Neil Carberry, REC Chief Executive, said, “August is always a slower month for new permanent roles, but this has been exacerbated in 2023 by the lack of confidence to start the new hiring we saw among firms in the Spring. As inflation begins to drop, it is likely that firms will return to the market later in the year – employer surveys suggest confidence may be returning. But for now, the labour market has more slack than it has since the heights of the first lockdown. Firms continue to use temps to fill any short-run needs, with the moderate drop in August representing little change from the past few months.
“Recruiters routinely describe this sober overall picture as harder, but not necessarily bad. Vacancies are still in a half decent position.
“There are huge variations between sectors, too. Hospitality, Accounting and Healthcare continue to grow in demand, meaning employers are still experiencing shortages. Demand for permanent healthcare staff in London continues, and across the UK healthcare staffing demand has now risen for 37 months.

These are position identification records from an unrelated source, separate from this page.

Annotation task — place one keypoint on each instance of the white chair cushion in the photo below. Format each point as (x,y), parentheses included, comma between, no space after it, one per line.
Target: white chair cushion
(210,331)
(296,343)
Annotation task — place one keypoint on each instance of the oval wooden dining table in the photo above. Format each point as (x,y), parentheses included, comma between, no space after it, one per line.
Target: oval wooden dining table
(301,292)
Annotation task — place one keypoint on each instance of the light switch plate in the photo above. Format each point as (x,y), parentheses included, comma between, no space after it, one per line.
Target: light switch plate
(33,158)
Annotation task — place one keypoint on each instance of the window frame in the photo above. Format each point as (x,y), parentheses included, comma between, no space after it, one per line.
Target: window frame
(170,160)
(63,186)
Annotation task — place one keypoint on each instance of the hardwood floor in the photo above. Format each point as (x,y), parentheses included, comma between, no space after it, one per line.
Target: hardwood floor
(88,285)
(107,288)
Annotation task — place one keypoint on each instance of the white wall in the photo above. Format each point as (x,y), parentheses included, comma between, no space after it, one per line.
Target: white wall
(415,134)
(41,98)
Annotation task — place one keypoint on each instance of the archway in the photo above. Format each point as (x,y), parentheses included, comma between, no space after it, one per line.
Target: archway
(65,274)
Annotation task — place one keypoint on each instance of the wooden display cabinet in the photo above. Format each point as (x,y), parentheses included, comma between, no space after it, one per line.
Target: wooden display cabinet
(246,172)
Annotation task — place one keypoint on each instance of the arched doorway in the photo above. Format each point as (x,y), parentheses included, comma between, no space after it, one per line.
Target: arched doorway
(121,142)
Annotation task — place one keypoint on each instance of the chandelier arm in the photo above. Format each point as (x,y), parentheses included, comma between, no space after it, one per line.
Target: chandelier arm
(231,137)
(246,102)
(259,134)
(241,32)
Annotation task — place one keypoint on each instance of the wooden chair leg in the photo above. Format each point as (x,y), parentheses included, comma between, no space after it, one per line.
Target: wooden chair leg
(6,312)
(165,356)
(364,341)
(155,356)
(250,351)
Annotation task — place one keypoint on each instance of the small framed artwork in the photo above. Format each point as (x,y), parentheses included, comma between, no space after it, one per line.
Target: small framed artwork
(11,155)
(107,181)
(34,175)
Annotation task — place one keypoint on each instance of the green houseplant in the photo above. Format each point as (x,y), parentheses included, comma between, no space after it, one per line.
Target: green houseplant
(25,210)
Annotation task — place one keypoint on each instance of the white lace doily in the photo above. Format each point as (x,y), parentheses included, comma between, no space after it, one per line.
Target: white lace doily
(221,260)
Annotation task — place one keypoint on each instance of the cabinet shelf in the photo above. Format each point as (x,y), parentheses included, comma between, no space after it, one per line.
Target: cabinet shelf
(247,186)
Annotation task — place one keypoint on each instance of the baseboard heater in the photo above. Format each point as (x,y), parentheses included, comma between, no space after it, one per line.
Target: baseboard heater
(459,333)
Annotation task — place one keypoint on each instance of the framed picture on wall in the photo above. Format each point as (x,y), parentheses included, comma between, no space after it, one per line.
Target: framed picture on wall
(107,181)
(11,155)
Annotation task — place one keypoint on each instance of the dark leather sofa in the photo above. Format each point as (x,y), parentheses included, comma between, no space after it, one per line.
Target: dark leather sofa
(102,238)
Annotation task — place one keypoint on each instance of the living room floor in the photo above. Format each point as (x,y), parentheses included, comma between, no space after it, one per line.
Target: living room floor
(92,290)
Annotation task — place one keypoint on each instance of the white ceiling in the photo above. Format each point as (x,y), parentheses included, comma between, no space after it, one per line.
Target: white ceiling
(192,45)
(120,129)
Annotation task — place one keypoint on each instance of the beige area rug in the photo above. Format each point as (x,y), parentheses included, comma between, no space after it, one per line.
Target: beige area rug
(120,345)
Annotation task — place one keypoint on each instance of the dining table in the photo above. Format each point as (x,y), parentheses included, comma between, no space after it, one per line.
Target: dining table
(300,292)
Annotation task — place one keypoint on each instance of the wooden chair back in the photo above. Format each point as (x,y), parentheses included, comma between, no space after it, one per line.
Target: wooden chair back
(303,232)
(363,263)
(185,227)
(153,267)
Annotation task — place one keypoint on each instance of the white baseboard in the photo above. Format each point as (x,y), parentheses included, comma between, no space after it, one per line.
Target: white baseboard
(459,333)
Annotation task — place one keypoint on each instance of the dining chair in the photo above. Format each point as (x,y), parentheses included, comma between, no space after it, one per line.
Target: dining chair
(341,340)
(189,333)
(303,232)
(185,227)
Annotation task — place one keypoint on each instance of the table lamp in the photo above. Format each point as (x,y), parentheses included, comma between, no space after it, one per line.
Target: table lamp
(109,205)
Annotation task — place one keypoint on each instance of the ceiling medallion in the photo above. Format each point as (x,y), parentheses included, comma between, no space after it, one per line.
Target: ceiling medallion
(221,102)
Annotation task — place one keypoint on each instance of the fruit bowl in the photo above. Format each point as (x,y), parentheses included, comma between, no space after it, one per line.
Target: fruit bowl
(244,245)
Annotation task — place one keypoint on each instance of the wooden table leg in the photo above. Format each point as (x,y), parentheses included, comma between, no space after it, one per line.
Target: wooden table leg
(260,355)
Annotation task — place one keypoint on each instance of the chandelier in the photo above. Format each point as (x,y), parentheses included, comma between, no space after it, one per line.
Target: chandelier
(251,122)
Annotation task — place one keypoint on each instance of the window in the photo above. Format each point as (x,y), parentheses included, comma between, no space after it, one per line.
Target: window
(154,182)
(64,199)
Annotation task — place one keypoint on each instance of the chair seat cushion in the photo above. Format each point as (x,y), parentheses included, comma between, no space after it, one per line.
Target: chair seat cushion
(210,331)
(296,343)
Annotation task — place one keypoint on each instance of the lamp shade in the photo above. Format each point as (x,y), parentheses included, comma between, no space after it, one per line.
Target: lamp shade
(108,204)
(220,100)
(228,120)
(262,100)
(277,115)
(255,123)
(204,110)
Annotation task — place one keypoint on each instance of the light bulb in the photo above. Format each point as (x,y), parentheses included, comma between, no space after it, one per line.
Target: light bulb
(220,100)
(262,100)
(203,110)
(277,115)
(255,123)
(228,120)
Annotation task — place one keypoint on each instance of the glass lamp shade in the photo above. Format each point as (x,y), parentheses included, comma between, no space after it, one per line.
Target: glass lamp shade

“In many of these sectors temporary staff are keeping employers going – including in the NHS, where agencies have been unfairly blamed for failures of training and procurement practice from NHS England. A focus on effective skills reform will be vital to addressing shortages overall in all the shortage sectors.
“With demand weakening, we see the drivers for rising pay being more to do with companies’ pay settlements for existing staff, rather than market demand. Those finding new jobs are benefitting from rises that many firms put in place for their teams earlier in the year. That said, data that covers the whole of the UK shows that pay pressures remain sharp for permanent workers in some sectors driven by ongoing shortages.”